What you need to monitor
You need to show that you have regularly monitored your compliance procedures and updated them where relevant. We suggest you keep dated notes on file about your compliance monitoring activities.
ASIC has indicated the most common compliance risks you can avoid through regular monitoring are:
- Not replacing a key person
- Not maintaining the competence of representatives
- Not supervising representatives
- Not maintaining adequate financial records
- Insufficient financial resources to meet licence conditions
- Inappropriate handling of client’s money
- Not notifying ASIC of a breach
- Not providing your services efficiently due to lack of supervision of an outsourced IT contract
- Not maintaining an internal dispute resolution procedure and access to an external dispute resolution scheme
- Not including adequate information in promotional materials.
- Managing Conflicts of Interests.
Your business must be fully compliant with the spirit and letter of the requirements relevant to your licence(s) and authorisations on an ongoing basis. This means you have to:
- Keep your documented compliance procedures up to date;
- Regularly monitor how your procedures work in practice;
- Make changes where problems occur; and
- Contact ASIC regarding any problems that are defined as notifiable breaches.
You may need to implement new procedures if you find problems and inform ASIC of any systemic breaches.

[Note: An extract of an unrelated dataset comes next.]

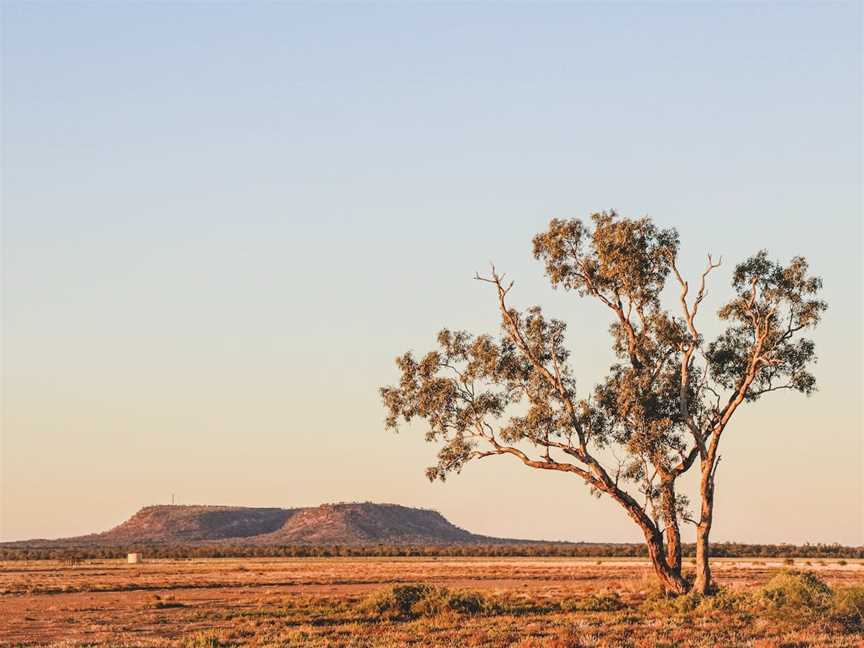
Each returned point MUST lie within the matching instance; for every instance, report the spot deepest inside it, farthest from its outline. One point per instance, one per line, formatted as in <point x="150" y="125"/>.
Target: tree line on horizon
<point x="540" y="550"/>
<point x="668" y="399"/>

Use an external consultant to assist to independently review and audit your systems from time to time. Many licensees confirmed to ASIC when applying for their licence that they would use an external consultant annually.
When you do an internal review, keep your review notes on file so that you can show ASIC auditors that you have undertaken regular monitoring and modifications to your procedures. Make sure that you update manuals and documents as you go.
You need to be able to show ASIC that you are managing the risks within your business that may negatively affect consumers using your services or the markets in which you operate.
To maintain compliance with the new regulatory regime you must identify and manage these risks. This will involve taking steps to address them through specific operational procedures and dealing with breaches as they arise.